Russian footballer and coach

Igor Anatolyevich Menshchikov (Игорь Анатольевич Меньщиков; born 26 July 1970) is a Russian professional football coach and a former player who is an assistant coach with FC Arsenal Tula.

==Playing career==
As a player, he made his debut in the Russian First League in 1991 for FC Rotor Volgograd.

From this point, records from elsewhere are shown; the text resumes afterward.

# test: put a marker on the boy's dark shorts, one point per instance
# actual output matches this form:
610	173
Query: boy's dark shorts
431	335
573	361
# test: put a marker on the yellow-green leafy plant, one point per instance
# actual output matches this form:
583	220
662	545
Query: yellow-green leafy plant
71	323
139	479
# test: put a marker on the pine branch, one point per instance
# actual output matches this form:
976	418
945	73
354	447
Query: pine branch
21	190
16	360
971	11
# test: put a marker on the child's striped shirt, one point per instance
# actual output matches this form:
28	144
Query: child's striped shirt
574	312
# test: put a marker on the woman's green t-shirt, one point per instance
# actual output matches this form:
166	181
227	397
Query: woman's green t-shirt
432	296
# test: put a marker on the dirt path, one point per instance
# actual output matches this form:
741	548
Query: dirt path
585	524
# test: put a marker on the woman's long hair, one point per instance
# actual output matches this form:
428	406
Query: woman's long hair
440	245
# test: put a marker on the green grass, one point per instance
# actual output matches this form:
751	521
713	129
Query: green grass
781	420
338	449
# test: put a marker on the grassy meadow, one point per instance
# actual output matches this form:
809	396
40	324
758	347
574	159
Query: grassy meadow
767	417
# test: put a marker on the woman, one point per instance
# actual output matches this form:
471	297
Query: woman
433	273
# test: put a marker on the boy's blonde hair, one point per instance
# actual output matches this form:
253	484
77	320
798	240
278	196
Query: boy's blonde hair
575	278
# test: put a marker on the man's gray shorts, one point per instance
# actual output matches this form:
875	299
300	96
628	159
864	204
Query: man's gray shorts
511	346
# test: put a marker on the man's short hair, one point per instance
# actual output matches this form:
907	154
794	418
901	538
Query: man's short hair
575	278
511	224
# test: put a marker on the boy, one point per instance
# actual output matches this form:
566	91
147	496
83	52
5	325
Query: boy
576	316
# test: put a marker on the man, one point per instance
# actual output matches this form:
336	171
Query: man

Menshchikov had two spells playing for FC Metallurg Lipetsk.

==Honours==
===Player===
- Russian Premier League runner-up: 1993.
- Russian Cup finalist: 1995.
- Russian Second Division Zone West best midfielder: 2004.

===Coach===
- Russian Professional Football League Zone Ural-Povolzhye best coach: 2016–17.
- Russian Second League Zone 4 winner (promoted with FC Tyumen): 2022–23.